As for the two MPI implementations, their measured performance look similar to the performance observed in the 8X2 configuration. Such that the achieved bandwidth of the pairwise MPI implementation is peaked at 5.4 MB/s and 5.2 MB/s on 6x4 and 8x3 respectively, as compared to 5.5 MB/s on the 8X2 setup. Similarly, the achieved bandwidth of the MPICH implementation is peaked at 2.7 MB/s and 2.6 MB/s on 6X4 and 8X3 respectively, while it achieves 2.7 MB/s on the 8X2 setup. Besides, we observe that as the cluster size has increased from 16 nodes to 24 nodes, the observed contention problem of the original MPICH implementation on small message exchanges is getting worse than the 8X2 configuration. Nevertheless, all these findings support our belief that conventional communication libraries are restrained by the high software overheads.

As for the DP pairwise implementations, their measured results exhibit different performance behaviors on these two configurations. On a configuration that supports less aggregated bandwidth (8X3), we find that we have experienced severe performance loss starting at small size message exchanges. But, with a less restrictive configuration (6X4), the losses start to appear only on medium size message exchanges. After that, the performance slowly increases when exchanging longer messages. On the other hand, we find that the add-on contention-aware scheme (pair+CA) performs better on the 8X3 configuration when compared to the pure pairwise implementation. A possible explanation to this observation is that the contention-aware scheme is more effective when operates on a more stringent configuration.

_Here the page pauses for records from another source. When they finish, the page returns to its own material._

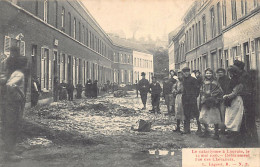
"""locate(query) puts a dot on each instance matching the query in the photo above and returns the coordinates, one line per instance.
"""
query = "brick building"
(61, 38)
(216, 32)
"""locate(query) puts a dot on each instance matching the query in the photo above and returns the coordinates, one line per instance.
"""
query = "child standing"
(210, 99)
(177, 91)
(168, 95)
(155, 89)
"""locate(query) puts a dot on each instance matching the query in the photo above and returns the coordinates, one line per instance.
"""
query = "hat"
(220, 69)
(186, 69)
(234, 70)
(239, 64)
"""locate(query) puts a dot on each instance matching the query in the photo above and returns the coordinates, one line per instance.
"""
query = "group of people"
(227, 101)
(13, 87)
(65, 91)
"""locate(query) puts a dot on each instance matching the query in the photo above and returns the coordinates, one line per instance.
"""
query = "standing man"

6.3.4 32-Node Hierarchical Configuration - 8X4

Figure 6.10: Performance of different complete exchange implementations on the 8X4 hierarchical configuration

[Measured execution time]

[Achieved bandwidth]

With this configuration, we interconnect four FE switches to the GE switch, and each FE switch is attached with 8 cluster nodes. Carry on with the same set of experiments with the global windowing parameter ($W_{g}$) set to 3, the measured results are shown in Figure 6.10. Same as other experiments, the modified synchronous shuffle algorithm shows its clear advantage over other implementations when running on this hierarchical configuration. In particular, it achieved per-node bandwidth peaks at 7.67 MB/s, which is around 92% of the expected best achievement (8.32 MB/s) on this configuration.

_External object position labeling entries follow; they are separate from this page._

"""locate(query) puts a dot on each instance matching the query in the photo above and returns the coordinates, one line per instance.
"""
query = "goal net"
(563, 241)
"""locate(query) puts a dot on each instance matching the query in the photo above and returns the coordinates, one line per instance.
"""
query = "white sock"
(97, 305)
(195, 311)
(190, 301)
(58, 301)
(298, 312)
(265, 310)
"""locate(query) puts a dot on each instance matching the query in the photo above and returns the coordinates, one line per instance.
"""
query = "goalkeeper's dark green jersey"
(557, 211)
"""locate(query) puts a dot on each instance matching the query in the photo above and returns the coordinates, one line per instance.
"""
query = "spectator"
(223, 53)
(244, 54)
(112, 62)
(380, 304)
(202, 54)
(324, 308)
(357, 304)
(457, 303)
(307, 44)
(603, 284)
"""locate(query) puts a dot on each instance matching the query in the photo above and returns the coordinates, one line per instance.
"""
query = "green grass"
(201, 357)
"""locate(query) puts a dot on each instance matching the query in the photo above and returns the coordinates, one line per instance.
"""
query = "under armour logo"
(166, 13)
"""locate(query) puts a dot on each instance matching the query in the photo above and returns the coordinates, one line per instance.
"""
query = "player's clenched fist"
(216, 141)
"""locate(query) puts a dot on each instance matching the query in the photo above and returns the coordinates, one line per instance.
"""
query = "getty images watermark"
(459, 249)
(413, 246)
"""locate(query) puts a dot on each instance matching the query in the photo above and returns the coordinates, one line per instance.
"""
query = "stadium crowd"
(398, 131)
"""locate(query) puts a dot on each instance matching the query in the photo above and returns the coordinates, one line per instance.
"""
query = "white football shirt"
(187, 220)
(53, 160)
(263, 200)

As for the two MPI implementations, their performances closely match with other configurations, which are peaked at 2.5 MB/s on the per-node bandwidth for the MPICH implementation and 5.03 MB/s on the pairwise MPI implementation. However, the performance of our DP pairwise exchange implementation suffers considerably when exchanging small to medium size messages, as the results show that the pairwise MPI implementation outperforms the DP pairwise implementations on this message range. This indicates that our GBN reliable protocol is not working as effectively as the TCP protocol except with large message exchanges. Once again, we observe that the add-on contention-aware permutation on the pairwise implementation has slight performance improvement on the current configuration. When compared this finding with the results on other configurations, we believe that the contention-aware scheme works better on a more stringent configuration. This observation shows that contention-aware permutation alleviates the congestion build-up at the uplink ports; however, it still has to work together with the global windowing scheme in order to avoid congestion loss.